Die Batterien in Herzschrittmachern und Defibrillatoren können
zehn Jahre und länger halten, müssen dann jedoch im
Rahmen eines leichten Eingriffs ausgetauscht werden. Die Firma
Biophan Technologies in West Henrietta, New York, will den Zeitraum
zwischen diesen Operationen auf mindestens dreißig Jahre
strecken. Erreicht werden soll dies mit Hilfe des thermoelektrischen
Effekts.
Der Effekt beruht darauf, dass zwei Materialien, beispielsweise
Eisen und Kupfer, eine unterschiedliche "Anziehungskraft"
auf Elektronen ausüben. Berühren sich die zwei Materialien,
entsteht an der Kontaktstelle daher eine elektrische Spannung,
deren Höhe von der Temperatur abhängt - zwei unterschiedlich
warme Kontaktstellen ergeben so einen kleinen Stromgenerator.
Biophan Technologies plant, Tausende solcher Generatoren in Reihe
geschaltet auf einem wenige Quadratzentimeter großen Chip
unterzubringen. Unter der Haut eines Patienten in einem Temperaturgefälle
von zwei Grad Celsius platziert, könnte dieser eine Leistung
von 100 Mikrowatt bei einer Spannung von vier Volt liefern.

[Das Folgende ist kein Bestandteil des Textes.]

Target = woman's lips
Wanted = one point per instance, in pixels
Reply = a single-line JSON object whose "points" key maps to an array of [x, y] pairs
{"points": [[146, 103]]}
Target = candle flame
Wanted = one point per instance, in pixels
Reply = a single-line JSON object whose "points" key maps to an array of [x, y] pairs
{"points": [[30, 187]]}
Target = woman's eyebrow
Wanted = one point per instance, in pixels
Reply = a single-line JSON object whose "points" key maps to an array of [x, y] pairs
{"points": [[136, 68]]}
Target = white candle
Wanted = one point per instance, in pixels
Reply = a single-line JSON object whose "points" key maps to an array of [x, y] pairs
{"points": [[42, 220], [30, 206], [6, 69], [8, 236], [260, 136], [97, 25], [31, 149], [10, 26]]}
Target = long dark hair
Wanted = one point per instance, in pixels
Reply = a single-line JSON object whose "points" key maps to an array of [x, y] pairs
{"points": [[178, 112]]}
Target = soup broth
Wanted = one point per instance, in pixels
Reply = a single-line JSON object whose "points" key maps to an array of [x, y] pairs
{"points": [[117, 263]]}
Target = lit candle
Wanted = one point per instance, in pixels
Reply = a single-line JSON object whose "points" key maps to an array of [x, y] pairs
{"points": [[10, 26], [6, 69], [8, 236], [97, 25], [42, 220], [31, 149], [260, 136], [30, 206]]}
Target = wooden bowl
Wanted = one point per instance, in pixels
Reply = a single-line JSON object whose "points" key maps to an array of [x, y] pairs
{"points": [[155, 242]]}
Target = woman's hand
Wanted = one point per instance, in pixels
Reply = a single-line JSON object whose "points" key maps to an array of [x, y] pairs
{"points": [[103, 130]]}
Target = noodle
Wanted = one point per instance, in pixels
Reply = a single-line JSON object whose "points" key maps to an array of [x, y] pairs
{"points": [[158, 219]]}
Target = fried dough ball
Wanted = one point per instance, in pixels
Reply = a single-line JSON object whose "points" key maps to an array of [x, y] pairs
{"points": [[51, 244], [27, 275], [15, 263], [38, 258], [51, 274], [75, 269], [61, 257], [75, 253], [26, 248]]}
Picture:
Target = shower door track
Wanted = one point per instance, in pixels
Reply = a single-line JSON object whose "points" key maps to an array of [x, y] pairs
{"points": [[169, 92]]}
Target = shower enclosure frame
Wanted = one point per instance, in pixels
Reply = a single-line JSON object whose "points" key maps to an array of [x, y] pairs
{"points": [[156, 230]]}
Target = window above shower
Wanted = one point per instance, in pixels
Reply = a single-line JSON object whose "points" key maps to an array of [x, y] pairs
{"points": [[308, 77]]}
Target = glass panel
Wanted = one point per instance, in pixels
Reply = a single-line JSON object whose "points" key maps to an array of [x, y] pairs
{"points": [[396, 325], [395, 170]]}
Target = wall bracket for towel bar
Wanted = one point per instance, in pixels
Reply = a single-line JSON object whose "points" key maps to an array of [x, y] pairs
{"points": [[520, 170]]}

Diese eher bescheidene Ernte könnte genutzt werden, um die
Batterien von Herzschrittmachern laufend neu aufzuladen und so
ihre Lebensdauer deutlich zu erhöhen. Zukünftige Implantate
mit einem geringeren Energiehunger könnten dank des Wärmekraftwerks
unter der Haut vielleicht gänzlich ohne "Wartungsoperationen"
auskommen.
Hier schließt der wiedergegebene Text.